How do you find the slope of the line \[x-4y=8\]?

Answer 1

Hint: If the degree of an equation is one, then it is a linear equation. The graph of a linear equation is a straight line. The standard form of the equation of the straight line is \[ax+by+c=0\]. We can find the slope intercepts of the line using the coefficients of the equation of the straight line. The slope of the straight line is \[\dfrac{-a}{b}\], we can find the slope by substituting the values of coefficients of the straight line equation.

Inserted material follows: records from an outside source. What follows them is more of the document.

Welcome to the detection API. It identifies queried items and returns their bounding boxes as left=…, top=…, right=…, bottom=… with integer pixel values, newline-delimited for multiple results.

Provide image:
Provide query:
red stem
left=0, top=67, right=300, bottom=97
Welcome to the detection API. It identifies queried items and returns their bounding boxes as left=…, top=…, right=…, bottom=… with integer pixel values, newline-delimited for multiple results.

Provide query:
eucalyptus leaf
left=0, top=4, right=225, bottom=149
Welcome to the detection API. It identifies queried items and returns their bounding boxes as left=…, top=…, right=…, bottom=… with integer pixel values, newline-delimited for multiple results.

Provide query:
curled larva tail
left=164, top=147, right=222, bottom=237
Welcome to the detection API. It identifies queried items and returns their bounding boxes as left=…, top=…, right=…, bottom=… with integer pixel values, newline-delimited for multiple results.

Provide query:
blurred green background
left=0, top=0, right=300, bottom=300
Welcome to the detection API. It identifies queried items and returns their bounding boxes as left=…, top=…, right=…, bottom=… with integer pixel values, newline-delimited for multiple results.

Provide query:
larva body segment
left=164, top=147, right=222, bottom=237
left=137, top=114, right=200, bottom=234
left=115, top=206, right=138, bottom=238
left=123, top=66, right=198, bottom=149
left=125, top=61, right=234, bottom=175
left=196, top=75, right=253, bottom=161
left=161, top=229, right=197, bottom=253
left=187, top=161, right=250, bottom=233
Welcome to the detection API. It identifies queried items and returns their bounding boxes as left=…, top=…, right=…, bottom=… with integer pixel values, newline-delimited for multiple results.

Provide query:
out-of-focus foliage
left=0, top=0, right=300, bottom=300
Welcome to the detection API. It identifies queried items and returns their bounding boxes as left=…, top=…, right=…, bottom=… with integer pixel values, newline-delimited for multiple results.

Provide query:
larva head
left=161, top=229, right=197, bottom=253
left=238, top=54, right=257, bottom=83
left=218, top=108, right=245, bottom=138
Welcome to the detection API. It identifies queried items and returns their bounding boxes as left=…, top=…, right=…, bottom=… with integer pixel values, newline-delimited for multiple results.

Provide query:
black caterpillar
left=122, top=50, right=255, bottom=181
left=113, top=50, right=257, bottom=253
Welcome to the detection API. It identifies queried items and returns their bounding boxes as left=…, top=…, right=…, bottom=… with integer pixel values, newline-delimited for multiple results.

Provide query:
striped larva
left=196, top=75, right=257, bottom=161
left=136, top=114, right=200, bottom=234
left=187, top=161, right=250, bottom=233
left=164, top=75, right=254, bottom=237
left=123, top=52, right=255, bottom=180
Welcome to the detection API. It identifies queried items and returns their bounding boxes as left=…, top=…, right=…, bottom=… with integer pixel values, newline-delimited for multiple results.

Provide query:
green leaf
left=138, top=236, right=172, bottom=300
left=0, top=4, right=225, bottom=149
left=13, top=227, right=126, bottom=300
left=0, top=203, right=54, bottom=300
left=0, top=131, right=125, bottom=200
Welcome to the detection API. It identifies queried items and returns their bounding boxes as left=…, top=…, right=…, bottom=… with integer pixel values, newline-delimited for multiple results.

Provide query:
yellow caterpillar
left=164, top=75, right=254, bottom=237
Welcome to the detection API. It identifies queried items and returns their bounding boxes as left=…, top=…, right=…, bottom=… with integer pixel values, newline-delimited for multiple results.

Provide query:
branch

Complete step by step solution:
We are given an equation of the straight line \[x-4y=8\], we need to find the slope of this line. Subtracting 8from both sides of the above equation, it can be expressed as, \[x-4y-8=0\]. We know that the standard form of the equation of the straight line is \[ax+by+c=0\]. The slope of the straight line is \[\dfrac{-a}{b}\]. Comparing the given equation with the standard form of straight line, we get \[a=1,b=-4\And c=-8\].
Thus, we can find the slope of the given straight line as \[slope=\dfrac{-a}{b}\]. Substituting the values, we get
\[\Rightarrow slope=\dfrac{-1}{-4}=\dfrac{1}{4}\]
Thus, the slope of the straight line is \[\dfrac{1}{4}\].
We can also plot the graph of the straight line using the given equation as,

Note: We can also use the slope-intercept form of the equation of straight line to find the slope, the slope-intercept form is \[y=mx+c\], here m is the slope of the line, and c is its Y-intercept. To convert it to this form, we need to take y to one side of the equation and make its coefficient equals to one.